DISCLAIMER: All opinions in this column reflect the views of the author(s), not of EURACTIV Media network.

Israel's security boundary, demarcating the Occupied Palestinian Territories from Israel, and its settlement areas. Bethlehem, 2011. [libertinus/Flickr]

The EU Foreign Affairs Council last month reaffirmed its policy of differentiating between products made in Israel, and those produced in settlements. By so doing, it upheld the principle underpinning in its labeling guidelines of November 2015, writes Mousa Jiryis.

Mousa Jiryis is a Policy Member of Al-Shabaka: The Palestinian Policy Network.

The guidelines provide EU consumers with the information they need to make a conscious individual decision not to buy settlement products marketed in the EU.

Clearly, however, the EU’s labeling policy is not forceful enough to incentivize Israel to think about quitting the Occupied Palestinian Territories (OPT). It is far too puny to change “the cost/benefit calculations of Israelis towards the status quo”, which is what is needed, as noted in a 2015 report by the European Council on Foreign Relations.

If the EU intended to pick this row with Israel in order to advance the two-state solution, it has failed miserably. Indeed, given the mudslinging by Israel and its US allies against the European diplomats who supported this measure, the Europeans have sold themselves short: they might as well have picked the fight over something more substantial.

Europe needs to do more, and soon, if it still believes in the two-state solution. It needs to first face reality and, second, to act on that recognition vis-à-vis Israel itself.

The fact is that the government of Israel is the prime mover behind the occupation and the settlement project in the OPT. If the EU is still committed to bringing about a two-state solution, then it needs stronger measures not just against the settlements (the physical manifestation of occupation), but also against the instigators of occupation, i.e. the Israeli government. The EU Foreign Affairs Council concluded that its stated policy “does not constitute a boycott of Israel which the EU strongly opposes.” But if the EU does not intend to boycott the real power behind the settlement project doesn’t this render its role in conflict resolution toothless and inadequate?

Settlement as government policy

EU diplomats must face the facts: Settlement policy is the government of Israel’s policy. A 2014 report by the Adva Center pointed out that “in the last 20 years, the number of settlers in the territories soared by 240%, in contrast to a 60% increase in the overall Israeli population”. These were, of course, the two decades since the signing of the Oslo Peace Accords. In the 2015-16 state budget Israel continues to make extensive allocations to settlements in the OPT. Furthermore, as detailed in a Peace Now investigation in December 2015, there is irrevocable evidence that the Israeli government directly funds pro-settler organisations.

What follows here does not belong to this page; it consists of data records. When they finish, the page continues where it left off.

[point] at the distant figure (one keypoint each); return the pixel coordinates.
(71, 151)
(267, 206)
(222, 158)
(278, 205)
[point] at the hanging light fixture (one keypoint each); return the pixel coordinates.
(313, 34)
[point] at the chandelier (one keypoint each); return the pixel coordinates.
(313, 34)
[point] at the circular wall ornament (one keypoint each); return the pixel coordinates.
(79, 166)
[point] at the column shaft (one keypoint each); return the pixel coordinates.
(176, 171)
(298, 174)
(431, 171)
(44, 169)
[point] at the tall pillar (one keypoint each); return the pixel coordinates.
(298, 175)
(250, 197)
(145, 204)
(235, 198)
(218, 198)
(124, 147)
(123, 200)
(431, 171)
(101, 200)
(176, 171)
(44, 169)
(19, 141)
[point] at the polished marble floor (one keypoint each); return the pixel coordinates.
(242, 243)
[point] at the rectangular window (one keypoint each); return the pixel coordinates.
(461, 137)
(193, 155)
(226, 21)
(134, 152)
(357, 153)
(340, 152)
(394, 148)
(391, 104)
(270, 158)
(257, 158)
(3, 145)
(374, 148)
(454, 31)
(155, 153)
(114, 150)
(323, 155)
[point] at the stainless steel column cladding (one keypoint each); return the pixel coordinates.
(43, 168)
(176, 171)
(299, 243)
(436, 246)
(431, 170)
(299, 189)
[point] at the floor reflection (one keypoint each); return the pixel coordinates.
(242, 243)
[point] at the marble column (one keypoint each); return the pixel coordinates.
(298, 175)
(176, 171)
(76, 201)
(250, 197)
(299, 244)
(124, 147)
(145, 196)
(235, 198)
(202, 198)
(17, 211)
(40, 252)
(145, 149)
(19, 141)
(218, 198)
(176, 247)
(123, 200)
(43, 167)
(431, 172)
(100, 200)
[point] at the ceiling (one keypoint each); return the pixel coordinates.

In short, if Europe really intends to incentivise Israel to end its settlement project, then it will have to do the exact opposite of what it said at the last EU Foreign Affairs Council meeting and embrace boycott as a basis for its conflict-resolution strategy. If Europe’s stated aim is to advance the two-state solution by withdrawing its support of illegal Israeli occupation and settlement-building, then it will have to boycott pro-settler Israel.

The government of Israel, its military occupation forces, the Israel Electric Corporation, Israel Railways, Israel’s National Water Company, the municipality of Jerusalem and the National Transport Infrastructure Company all play a vital role in ensuring that settlements continue to thrive in the OPT. This list is by no means exhaustive.

The settlements rely on these entities to exist. If the EU does not boycott these entities, then its policies are simply ineffective. It should be noted that boycotting these organizations does not amount to a boycott of the totality of Israel. The EU can unapologetically state that it no longer intends to do business with the settlements and with the entities that play a role in supporting the settlement enterprise, but that it will not boycott Israel.

In short, Europe should stop procrastinating and recognise the obvious: sanctions are required now. Indeed, EU ministers did warn of “further action” if additional steps further “undermined a two-state solution But why not take further action now in the face of the compelling evidence that Israel plans exactly that?

Perhaps the EU is hoping that the US will relieve them of the burden of action. However, there is little hope that the US will take action against Israel’s settlement project, thus allowing Europe to continue procrastinating.

As I recently argued with my colleague Sam Bahour, the time is at hand for European leadership to bring a just and lasting solution to this tragic and longstanding conflict. The labeling requirement will have little impact on Israel’s settlement policy. The EU must start to implement a policy of boycott and sanctions of Israel’s settlement policy and infrastructure. And it must start now.